Centre for Synthetic Biology and the Bioeconomy

Past Seminars

A framework for portability and predictability of genetic circuits in the pathway engineering pipeline

Dr. Pablo Carbonell, senior staff scientist at SynBioChem Centre, Manchester Institute of Biotechnology (The University of Manchester)

Date/Time: 16th of October 2018, 13:00-14:00

Venue: CBCB Baddiley-Clark Building, large meeting room level 2

Abstract

In order to accelerate the discovery and optimization of biosynthetic pathways, we have developed an integrated Design–Build-Test–Learn (DBTL) pipeline for microbial chemical production, which is designed to be compound agnostic and automated throughout. This talk will focus on the Design and Learn steps of the cycle and how they interface with the rest of the pipeline. By focusing on specific areas of the design space, machine-learning can provide transferability of results from the set of circuit prototypes characterized in the initial pilot tests into the design of the circuitry employed at the industrial phase. The resulting toolbox of predictive design tools underpins the pipeline by enabling chemical diversity expansion through pathway discovery and the selection and fine-tuning of genetic circuits. Results of the application of the predictive pipeline to the production of high-value bio-based compounds will be showcased during the talk.

 

Short Bio

Dr. Pablo Carbonell is a senior staff scientist at SynBioChem Centre, Manchester Institute of Biotechnology (The University of Manchester). PhD in Control Engineering from Polytechnic University of Valencia, Research Habilitation in Systems Biology from Paris-Saclay.

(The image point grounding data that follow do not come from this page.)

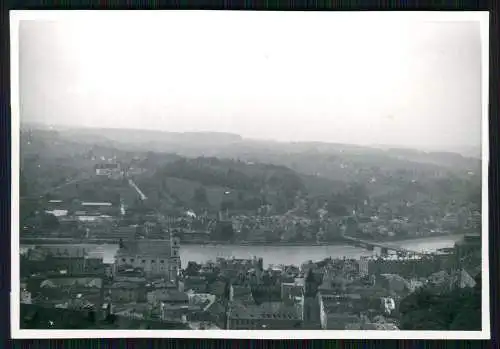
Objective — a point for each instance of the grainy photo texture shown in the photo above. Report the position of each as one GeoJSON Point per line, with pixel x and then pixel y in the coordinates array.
{"type": "Point", "coordinates": [249, 171]}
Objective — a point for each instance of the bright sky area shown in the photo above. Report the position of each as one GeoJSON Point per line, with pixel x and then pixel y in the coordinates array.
{"type": "Point", "coordinates": [285, 76]}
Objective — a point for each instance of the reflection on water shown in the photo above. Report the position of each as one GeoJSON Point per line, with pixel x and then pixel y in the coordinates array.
{"type": "Point", "coordinates": [281, 254]}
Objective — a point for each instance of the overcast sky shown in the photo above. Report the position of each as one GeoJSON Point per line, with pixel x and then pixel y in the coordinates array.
{"type": "Point", "coordinates": [282, 76]}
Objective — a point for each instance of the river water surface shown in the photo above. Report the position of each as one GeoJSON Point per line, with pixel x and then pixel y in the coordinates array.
{"type": "Point", "coordinates": [281, 254]}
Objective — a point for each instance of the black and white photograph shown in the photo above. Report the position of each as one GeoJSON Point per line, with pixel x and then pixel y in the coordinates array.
{"type": "Point", "coordinates": [234, 174]}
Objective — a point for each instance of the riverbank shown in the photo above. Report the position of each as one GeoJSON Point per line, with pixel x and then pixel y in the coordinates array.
{"type": "Point", "coordinates": [64, 241]}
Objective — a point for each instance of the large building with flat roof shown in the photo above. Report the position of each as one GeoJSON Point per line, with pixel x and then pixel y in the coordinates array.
{"type": "Point", "coordinates": [155, 257]}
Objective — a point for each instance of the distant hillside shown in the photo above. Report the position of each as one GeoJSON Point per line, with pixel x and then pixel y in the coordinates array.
{"type": "Point", "coordinates": [212, 183]}
{"type": "Point", "coordinates": [203, 171]}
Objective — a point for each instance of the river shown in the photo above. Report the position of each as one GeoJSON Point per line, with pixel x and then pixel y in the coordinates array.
{"type": "Point", "coordinates": [281, 254]}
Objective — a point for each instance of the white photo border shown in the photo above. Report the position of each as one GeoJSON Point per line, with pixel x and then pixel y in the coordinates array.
{"type": "Point", "coordinates": [17, 16]}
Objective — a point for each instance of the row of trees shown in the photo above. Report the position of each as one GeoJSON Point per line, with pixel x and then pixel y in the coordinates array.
{"type": "Point", "coordinates": [458, 310]}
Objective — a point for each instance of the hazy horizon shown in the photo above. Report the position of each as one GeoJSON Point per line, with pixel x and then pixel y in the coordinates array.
{"type": "Point", "coordinates": [414, 84]}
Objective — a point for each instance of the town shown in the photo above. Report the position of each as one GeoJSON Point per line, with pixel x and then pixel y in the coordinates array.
{"type": "Point", "coordinates": [66, 283]}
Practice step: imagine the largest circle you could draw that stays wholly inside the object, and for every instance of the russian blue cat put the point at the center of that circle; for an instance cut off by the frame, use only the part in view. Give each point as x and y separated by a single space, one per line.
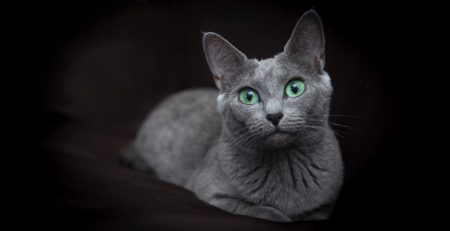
261 144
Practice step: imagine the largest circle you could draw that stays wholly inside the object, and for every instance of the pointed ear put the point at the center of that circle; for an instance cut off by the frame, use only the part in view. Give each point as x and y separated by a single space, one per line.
225 61
307 43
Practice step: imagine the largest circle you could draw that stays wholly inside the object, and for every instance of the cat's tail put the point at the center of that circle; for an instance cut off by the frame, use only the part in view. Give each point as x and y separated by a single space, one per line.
131 158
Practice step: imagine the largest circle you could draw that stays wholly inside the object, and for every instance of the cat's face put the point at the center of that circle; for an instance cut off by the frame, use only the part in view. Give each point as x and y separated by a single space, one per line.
269 103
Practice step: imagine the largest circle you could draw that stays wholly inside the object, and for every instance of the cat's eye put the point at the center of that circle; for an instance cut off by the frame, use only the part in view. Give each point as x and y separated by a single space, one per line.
295 88
248 96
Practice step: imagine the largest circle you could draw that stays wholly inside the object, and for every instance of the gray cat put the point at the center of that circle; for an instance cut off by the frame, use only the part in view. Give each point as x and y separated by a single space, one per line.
261 146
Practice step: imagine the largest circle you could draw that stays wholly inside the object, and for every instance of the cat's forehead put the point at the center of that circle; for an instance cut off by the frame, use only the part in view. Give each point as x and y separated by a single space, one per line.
268 69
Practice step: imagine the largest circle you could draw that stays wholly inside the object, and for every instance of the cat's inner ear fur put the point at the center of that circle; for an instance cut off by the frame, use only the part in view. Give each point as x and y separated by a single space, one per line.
307 43
225 61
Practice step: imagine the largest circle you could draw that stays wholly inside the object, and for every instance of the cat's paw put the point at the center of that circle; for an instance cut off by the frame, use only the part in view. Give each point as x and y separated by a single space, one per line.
268 213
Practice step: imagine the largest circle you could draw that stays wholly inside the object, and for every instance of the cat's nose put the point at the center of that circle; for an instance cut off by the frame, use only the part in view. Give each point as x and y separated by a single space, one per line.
274 118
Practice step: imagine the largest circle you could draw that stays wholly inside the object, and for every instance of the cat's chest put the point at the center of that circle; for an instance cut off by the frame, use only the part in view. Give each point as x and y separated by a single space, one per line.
291 183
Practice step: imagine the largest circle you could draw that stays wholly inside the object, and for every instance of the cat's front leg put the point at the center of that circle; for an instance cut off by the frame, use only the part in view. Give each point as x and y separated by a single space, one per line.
243 207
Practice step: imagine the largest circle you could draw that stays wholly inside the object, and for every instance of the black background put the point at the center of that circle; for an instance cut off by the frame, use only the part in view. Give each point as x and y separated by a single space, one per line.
83 74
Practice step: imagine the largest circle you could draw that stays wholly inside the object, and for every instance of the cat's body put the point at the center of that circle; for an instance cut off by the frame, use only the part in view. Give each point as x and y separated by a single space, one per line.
274 157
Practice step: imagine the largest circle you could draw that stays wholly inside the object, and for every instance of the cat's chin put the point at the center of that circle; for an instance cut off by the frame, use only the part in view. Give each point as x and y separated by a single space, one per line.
279 139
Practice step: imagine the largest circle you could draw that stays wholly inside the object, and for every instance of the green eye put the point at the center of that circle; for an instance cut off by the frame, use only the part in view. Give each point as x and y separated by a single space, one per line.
248 96
295 88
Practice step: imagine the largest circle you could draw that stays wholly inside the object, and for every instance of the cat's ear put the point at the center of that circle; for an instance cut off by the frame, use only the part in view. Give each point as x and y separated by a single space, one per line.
225 61
307 43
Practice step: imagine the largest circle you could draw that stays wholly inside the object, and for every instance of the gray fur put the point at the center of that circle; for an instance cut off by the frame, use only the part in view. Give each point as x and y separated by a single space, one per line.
230 155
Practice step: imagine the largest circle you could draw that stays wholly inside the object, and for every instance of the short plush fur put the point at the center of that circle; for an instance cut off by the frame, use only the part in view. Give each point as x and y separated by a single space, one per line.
233 155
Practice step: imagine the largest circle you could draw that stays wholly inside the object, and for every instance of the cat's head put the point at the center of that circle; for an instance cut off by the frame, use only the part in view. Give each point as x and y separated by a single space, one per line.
271 102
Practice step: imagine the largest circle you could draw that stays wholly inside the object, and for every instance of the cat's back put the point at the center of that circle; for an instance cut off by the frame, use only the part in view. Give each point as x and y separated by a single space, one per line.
177 134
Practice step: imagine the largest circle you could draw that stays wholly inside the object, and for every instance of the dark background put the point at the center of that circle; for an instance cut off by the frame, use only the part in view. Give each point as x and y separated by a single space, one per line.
83 74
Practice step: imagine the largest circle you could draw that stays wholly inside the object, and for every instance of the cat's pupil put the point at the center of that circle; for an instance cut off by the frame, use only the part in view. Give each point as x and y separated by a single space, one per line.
249 95
294 88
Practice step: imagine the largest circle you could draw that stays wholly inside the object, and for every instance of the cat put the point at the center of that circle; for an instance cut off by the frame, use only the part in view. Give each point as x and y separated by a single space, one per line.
261 144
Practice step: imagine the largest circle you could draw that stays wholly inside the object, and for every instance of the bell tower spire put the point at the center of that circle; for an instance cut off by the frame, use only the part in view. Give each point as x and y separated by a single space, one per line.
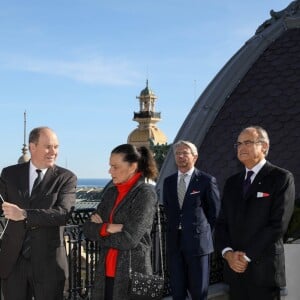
147 118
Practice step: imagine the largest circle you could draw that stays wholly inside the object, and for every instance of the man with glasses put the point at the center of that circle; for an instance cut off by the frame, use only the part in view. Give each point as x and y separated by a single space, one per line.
192 203
257 205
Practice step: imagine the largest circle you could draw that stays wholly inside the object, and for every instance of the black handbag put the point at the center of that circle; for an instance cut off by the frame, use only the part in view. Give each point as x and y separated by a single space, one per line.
148 286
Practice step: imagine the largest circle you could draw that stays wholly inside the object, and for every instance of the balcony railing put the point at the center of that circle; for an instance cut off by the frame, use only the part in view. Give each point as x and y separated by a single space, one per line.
83 255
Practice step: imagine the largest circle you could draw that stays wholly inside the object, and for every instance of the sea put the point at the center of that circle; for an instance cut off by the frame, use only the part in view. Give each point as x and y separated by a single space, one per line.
92 182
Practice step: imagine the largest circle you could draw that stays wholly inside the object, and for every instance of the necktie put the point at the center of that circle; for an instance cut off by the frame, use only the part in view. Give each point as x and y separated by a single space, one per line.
247 182
26 248
37 180
181 189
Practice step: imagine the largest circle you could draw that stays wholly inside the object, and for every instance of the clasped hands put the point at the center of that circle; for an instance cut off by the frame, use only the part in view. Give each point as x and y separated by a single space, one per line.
12 211
236 260
111 227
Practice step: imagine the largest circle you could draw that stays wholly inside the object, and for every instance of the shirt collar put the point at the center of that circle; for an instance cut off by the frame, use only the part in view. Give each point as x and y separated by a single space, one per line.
257 167
32 169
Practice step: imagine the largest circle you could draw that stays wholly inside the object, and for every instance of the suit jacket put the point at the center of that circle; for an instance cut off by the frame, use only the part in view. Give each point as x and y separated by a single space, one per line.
48 209
256 224
197 216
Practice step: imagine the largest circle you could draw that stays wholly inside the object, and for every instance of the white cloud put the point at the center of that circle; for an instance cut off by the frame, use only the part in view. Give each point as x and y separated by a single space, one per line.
97 71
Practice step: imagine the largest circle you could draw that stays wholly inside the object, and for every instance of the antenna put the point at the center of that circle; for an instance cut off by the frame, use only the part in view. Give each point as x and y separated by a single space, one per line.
24 128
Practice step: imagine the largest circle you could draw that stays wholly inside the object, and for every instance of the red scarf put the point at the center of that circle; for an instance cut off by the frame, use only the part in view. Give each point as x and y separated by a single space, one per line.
112 254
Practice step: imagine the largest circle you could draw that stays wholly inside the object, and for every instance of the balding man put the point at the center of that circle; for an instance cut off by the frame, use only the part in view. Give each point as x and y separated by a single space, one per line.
257 205
39 196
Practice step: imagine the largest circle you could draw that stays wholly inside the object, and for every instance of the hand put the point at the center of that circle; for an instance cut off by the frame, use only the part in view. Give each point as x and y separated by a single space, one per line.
236 261
12 212
114 228
96 218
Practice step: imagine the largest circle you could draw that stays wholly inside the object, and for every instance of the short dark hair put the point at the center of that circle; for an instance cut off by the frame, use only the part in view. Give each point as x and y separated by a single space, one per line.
35 133
143 156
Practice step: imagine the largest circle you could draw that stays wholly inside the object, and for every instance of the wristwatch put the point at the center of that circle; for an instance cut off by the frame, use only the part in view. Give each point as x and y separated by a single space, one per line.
24 213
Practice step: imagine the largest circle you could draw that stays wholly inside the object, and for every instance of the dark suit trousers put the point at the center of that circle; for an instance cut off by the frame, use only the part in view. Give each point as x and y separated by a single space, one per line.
188 273
20 285
243 290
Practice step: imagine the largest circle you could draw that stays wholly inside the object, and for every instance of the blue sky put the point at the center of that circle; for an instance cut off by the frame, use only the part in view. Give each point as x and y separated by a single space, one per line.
78 65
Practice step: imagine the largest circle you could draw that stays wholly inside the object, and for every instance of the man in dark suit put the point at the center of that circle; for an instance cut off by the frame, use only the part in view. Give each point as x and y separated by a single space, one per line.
256 210
191 213
33 258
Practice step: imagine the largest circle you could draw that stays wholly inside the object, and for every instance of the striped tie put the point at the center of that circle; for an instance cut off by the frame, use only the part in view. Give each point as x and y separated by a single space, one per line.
181 189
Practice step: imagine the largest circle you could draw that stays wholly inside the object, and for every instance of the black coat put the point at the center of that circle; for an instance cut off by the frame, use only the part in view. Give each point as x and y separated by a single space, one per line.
198 215
256 224
136 213
47 213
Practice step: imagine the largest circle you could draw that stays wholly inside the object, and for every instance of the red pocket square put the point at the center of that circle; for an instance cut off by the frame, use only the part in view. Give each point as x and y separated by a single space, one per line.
262 195
195 192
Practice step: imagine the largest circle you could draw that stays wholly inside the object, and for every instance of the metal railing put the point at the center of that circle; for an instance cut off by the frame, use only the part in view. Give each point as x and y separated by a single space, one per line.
83 255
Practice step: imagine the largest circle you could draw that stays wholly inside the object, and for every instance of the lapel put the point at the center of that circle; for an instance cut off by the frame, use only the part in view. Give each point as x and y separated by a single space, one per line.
23 181
193 185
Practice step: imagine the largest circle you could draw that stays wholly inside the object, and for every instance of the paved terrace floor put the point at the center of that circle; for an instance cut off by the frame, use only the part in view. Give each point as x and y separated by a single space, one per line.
292 253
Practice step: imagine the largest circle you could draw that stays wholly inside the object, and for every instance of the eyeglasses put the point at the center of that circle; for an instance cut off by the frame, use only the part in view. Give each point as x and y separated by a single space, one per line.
246 143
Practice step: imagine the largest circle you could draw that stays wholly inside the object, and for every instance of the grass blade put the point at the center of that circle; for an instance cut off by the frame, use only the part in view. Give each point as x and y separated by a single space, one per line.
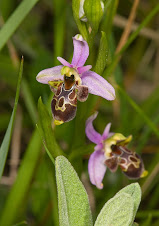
7 138
14 20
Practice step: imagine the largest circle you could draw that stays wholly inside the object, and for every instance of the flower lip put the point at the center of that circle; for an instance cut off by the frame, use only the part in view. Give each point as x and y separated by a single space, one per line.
111 151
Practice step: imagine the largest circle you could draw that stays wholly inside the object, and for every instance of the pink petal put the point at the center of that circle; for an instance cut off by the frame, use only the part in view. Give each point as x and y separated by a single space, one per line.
96 168
81 51
92 135
64 62
97 85
50 74
106 131
84 69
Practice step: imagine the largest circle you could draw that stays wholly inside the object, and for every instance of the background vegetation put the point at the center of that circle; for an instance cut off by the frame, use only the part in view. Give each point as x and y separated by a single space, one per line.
40 31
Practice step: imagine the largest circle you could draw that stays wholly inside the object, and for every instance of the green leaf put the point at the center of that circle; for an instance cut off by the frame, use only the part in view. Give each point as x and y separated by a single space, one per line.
135 191
48 134
16 199
118 211
15 20
6 141
94 12
103 55
81 25
73 201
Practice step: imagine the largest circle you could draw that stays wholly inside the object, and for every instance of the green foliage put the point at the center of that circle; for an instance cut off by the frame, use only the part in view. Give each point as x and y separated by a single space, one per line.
72 198
6 141
94 12
16 199
103 55
48 134
121 209
81 25
41 32
117 211
14 21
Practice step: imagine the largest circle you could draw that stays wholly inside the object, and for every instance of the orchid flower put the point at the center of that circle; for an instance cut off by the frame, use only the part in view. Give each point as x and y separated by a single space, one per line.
110 151
72 82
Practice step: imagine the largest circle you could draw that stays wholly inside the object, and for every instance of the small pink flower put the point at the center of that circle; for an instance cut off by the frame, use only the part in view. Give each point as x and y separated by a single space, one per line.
110 151
74 81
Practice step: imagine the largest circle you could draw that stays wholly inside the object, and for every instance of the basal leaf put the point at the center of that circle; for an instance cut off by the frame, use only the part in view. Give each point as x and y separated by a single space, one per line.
135 191
74 209
118 211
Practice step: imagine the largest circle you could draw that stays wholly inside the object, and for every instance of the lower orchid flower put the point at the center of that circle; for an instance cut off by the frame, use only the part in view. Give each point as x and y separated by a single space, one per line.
72 82
110 151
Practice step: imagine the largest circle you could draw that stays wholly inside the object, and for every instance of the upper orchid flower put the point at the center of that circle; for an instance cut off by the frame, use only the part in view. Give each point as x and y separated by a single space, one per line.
110 151
73 81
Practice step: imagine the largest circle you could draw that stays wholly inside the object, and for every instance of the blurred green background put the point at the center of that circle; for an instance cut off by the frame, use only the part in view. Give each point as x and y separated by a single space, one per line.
45 33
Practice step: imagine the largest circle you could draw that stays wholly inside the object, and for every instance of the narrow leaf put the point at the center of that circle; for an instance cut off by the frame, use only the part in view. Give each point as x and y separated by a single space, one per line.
16 198
94 12
81 25
73 201
103 55
14 20
48 134
118 211
6 141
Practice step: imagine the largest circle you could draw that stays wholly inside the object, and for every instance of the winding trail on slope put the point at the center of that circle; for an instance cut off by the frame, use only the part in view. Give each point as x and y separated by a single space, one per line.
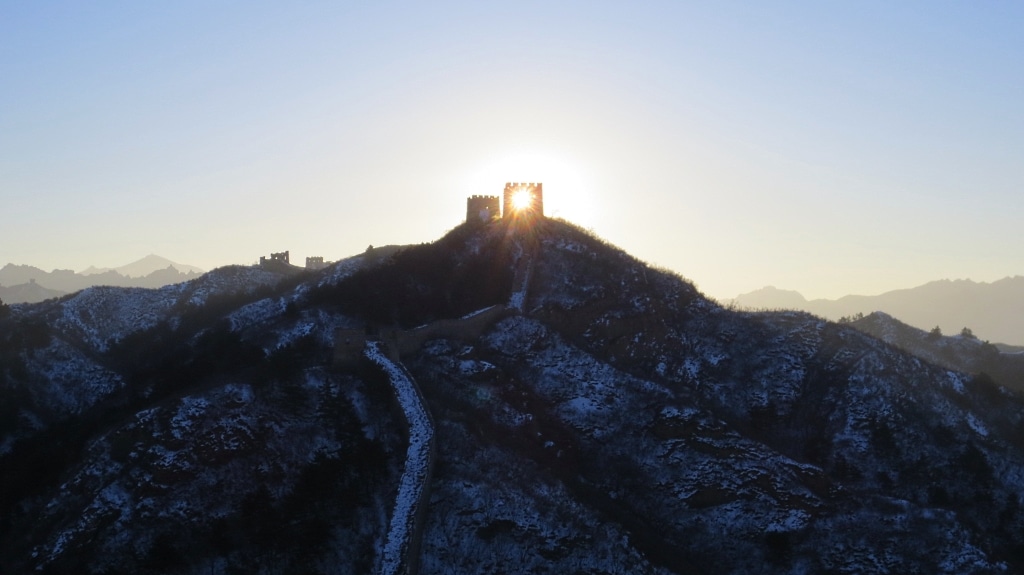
402 542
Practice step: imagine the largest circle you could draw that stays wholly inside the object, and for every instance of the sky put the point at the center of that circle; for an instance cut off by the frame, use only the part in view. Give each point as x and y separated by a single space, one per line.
828 147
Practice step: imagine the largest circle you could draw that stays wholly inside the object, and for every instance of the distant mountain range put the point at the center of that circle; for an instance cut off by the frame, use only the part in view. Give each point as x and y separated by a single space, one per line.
991 311
24 283
143 267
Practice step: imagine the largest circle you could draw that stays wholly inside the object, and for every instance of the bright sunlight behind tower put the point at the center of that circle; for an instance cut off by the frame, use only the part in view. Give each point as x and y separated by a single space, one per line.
573 201
521 200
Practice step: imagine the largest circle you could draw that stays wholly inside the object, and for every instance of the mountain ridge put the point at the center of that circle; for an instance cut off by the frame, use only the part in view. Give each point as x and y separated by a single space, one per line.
988 309
25 283
620 422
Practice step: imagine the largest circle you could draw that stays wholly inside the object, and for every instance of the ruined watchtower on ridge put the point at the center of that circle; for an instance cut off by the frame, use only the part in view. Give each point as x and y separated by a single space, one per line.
519 200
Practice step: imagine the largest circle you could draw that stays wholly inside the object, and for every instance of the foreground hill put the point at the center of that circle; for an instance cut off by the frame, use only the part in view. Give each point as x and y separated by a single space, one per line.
612 421
990 310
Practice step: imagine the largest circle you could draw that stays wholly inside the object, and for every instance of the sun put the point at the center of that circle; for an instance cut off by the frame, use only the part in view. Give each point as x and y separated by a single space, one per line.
522 200
568 191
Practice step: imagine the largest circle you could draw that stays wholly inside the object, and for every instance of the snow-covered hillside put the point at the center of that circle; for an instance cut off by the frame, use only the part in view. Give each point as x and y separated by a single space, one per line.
614 421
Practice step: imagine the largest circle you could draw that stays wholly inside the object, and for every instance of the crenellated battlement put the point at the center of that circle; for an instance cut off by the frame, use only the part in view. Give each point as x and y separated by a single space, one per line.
518 201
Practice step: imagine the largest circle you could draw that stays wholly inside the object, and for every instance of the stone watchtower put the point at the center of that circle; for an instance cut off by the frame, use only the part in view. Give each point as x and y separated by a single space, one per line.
482 209
523 200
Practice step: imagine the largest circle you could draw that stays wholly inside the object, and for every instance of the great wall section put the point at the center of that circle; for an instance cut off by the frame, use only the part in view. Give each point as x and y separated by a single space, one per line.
402 542
401 545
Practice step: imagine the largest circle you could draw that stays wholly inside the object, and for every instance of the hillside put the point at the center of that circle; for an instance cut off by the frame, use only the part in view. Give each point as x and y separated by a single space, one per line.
611 419
990 310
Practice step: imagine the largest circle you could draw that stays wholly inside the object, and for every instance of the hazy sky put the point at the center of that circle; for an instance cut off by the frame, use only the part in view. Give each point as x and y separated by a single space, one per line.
827 147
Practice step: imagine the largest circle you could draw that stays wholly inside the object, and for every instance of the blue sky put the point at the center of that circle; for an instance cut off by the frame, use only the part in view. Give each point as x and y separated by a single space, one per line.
826 147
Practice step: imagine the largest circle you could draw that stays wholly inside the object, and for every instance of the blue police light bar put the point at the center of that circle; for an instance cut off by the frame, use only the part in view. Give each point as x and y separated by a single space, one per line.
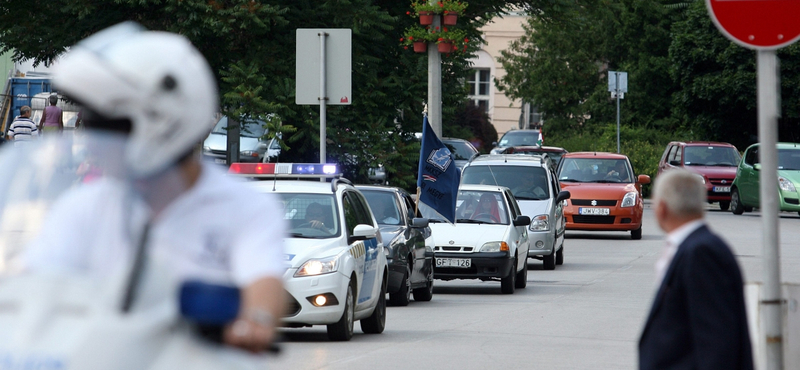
285 169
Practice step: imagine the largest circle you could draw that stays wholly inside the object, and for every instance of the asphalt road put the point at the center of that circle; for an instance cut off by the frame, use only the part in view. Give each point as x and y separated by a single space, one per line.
587 314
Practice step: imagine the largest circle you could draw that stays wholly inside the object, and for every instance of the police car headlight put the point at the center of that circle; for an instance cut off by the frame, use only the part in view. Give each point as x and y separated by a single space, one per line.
785 184
540 223
317 267
495 247
630 199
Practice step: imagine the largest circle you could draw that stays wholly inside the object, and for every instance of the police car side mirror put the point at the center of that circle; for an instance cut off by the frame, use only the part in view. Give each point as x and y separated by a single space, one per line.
364 232
419 223
522 221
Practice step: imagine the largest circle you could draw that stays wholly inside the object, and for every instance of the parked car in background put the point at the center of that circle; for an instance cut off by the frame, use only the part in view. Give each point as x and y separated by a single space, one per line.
715 162
517 138
535 187
553 152
408 243
606 195
254 146
489 241
745 190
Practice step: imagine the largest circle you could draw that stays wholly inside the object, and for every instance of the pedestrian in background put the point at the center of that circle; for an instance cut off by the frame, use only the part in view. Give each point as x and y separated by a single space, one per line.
698 319
52 118
23 129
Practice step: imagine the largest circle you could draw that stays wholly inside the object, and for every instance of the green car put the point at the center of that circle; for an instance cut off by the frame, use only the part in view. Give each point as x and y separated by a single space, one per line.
744 191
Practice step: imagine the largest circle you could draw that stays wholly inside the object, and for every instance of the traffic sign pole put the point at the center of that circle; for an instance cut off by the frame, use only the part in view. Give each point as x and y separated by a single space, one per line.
768 112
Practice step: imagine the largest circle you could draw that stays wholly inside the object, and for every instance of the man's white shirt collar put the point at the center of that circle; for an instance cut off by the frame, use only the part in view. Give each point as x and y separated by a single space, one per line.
674 239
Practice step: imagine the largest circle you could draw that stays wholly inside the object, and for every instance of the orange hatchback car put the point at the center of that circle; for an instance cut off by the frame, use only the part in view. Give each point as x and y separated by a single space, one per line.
606 194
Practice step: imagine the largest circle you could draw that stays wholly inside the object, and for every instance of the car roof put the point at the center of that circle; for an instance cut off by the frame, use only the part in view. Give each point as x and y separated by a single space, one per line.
492 188
503 159
296 186
601 155
702 143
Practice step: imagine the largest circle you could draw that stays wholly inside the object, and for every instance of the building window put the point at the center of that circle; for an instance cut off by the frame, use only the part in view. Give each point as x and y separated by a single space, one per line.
479 84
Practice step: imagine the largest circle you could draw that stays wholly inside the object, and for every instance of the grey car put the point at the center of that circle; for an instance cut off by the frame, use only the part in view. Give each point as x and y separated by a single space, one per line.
408 243
253 144
536 188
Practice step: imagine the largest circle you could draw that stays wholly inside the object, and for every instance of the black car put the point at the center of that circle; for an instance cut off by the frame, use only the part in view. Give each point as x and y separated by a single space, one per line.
408 242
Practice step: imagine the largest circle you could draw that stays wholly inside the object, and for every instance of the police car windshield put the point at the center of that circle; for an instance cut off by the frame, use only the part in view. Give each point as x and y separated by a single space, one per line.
525 182
311 216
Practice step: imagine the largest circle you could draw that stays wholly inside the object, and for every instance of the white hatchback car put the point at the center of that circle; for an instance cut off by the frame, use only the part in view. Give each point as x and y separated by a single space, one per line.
336 266
488 242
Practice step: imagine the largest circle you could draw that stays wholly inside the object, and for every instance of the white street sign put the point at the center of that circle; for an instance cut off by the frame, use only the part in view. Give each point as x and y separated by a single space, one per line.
338 66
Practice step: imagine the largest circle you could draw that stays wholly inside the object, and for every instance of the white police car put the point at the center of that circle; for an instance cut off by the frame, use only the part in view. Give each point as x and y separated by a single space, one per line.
336 267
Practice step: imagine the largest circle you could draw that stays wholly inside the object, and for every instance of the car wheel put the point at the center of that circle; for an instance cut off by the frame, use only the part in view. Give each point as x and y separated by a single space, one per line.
522 277
375 323
343 329
507 283
736 204
636 234
425 294
549 261
560 256
403 296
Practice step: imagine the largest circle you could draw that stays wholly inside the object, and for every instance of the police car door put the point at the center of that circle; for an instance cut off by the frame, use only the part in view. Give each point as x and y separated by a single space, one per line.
364 251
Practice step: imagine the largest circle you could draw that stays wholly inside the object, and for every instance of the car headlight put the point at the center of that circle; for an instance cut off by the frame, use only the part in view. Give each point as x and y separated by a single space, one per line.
785 184
540 223
630 199
315 267
495 247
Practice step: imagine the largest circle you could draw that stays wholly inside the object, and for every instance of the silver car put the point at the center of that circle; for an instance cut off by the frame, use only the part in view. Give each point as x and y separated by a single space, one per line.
538 194
254 146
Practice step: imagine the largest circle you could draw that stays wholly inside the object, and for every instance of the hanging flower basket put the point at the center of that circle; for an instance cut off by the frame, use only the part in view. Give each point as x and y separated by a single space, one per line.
450 19
445 46
425 18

Pablo has held a number of fellowships and visiting appointments, e.g., at the Institute of Systems and Synthetic Biology (iSSB) in France, New York University Polytechnic School of Engineering (NYU-Poly), Barcelona Pompeu Fabra University and Fujirebio Inc (Tokyo). Research areas include automated design for metabolic engineering and synthetic biology, machine learning and control engineering. Pablo has contributed to the development of several bioretrosynthesis-based pathway design tools, including RetroPath, XTMS, EcoliTox, enzyme selection Selenzyme, biosensor design SensiPath and protein design Promis.